Herannya saya sama sekali tidak merasa sakit sewaktu kontraksi, dateng jam 8 malam akhirnya disuruh tidur aja. Saya terbangun jam 12 malam gara-gara ada pasien yang baru masuk tau-tau udah bukaan 8…. waduh, keduluan lagi nih, kaya kasus melahirkan pertama… Ternyata dokter yang menangani kelahiran pun sama. Sewaktu dokternya datang untuk proses kelahiran pasien di sebelah, dokternya bilang,”Wita, kamu diinduksi aja ya biar cepet”. Saya sih pasrah aja deh, padahal saat itu saya udah bukaan 7 lho… dan tanpa sakit sama sekali !!! Akhirnya saya tetap diinduksi, beda dengan kelahiran pertama sampai bukaan ke 10 saya sama sekali tidak mengeluh sakit, saya hanya mengontrol napas seperti yang diajarkan susternya sambil nunggu dokternya selesai dengan pasien di sebelah.

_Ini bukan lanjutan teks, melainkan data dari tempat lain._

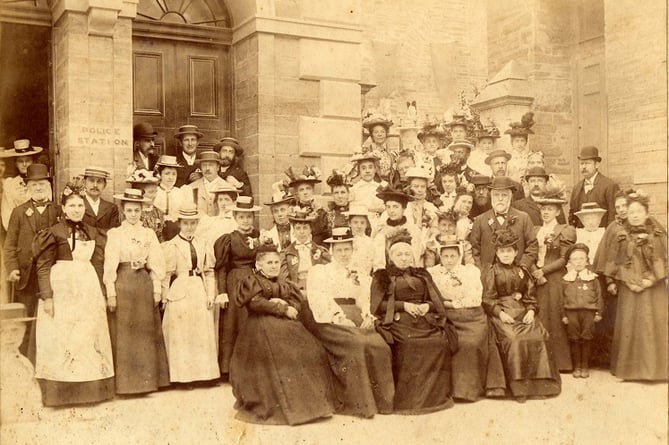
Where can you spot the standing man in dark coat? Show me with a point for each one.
(101, 214)
(536, 178)
(189, 137)
(144, 146)
(26, 221)
(502, 215)
(594, 187)
(230, 152)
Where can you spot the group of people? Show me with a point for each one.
(448, 271)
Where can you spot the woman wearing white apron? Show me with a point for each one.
(188, 323)
(74, 355)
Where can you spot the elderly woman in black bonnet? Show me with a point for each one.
(412, 320)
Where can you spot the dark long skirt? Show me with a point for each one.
(477, 365)
(56, 393)
(361, 362)
(529, 366)
(140, 360)
(548, 300)
(232, 318)
(640, 340)
(421, 366)
(279, 373)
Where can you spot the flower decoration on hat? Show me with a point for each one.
(504, 238)
(307, 174)
(143, 176)
(74, 187)
(522, 128)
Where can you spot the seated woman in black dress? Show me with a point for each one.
(413, 321)
(278, 370)
(508, 298)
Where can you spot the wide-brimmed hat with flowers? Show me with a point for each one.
(309, 175)
(245, 204)
(132, 195)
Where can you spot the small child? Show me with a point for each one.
(591, 234)
(582, 305)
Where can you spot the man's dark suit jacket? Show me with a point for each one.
(603, 193)
(107, 217)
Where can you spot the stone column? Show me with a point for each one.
(93, 87)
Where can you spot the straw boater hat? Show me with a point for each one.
(143, 130)
(142, 176)
(376, 119)
(168, 161)
(189, 211)
(590, 207)
(132, 195)
(230, 142)
(37, 172)
(310, 175)
(502, 183)
(96, 172)
(226, 188)
(301, 216)
(245, 204)
(536, 172)
(22, 147)
(356, 210)
(188, 129)
(208, 155)
(497, 154)
(340, 235)
(460, 143)
(589, 152)
(417, 172)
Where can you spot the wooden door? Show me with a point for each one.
(177, 83)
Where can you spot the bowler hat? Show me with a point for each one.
(497, 154)
(537, 172)
(22, 147)
(37, 172)
(229, 142)
(589, 152)
(96, 172)
(208, 155)
(502, 183)
(188, 129)
(143, 130)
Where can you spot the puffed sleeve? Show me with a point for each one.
(112, 260)
(222, 252)
(44, 252)
(489, 299)
(155, 261)
(566, 239)
(170, 255)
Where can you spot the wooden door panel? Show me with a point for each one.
(203, 88)
(148, 94)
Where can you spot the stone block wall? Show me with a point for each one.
(426, 51)
(636, 83)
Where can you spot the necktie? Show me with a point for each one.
(587, 186)
(193, 252)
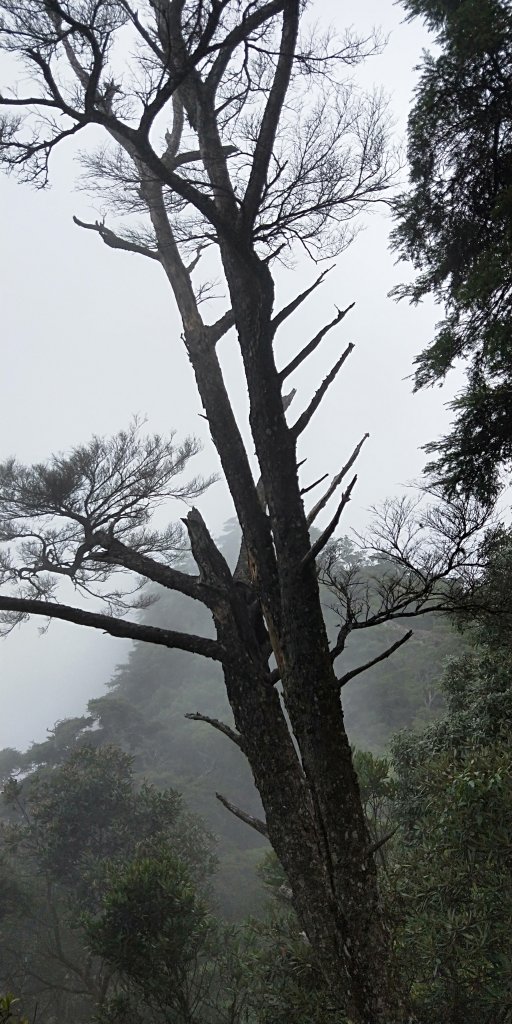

Kata-kata „aduh“ maupun „sakit“ sama sekali tidak keluar dari mulutku… Sejam kemudian bayinya lahir, Imam Fakhri Prayogo panjang 50cm berat 3.25kg.

Bedanya dengan anak pertama, waktu melahirkan pertama kali saya didampingi oleh banyak orang, suami, mamah, papah, tante, tapi anak ke 2 saya hanya ditemani oleh suami. Tapi karena sudah pengalaman, ya… kami PD aja … malah lebih bisa tenang menghadapi masa-masa genting…

Dua sudah anak kami, perempuan dan laki-laki… untuk sementara tutup buku dulu deh dengan memakai KB, gak tau deh kalo nanti beberapa tahun lagi masih pengen nambah, hehehe… Mudah-mudahan anak kami menjadi anak yang baik-baik, sehat, cerdas, gak susah makannya (ini yang suka jadi penyebab stress mamanya..)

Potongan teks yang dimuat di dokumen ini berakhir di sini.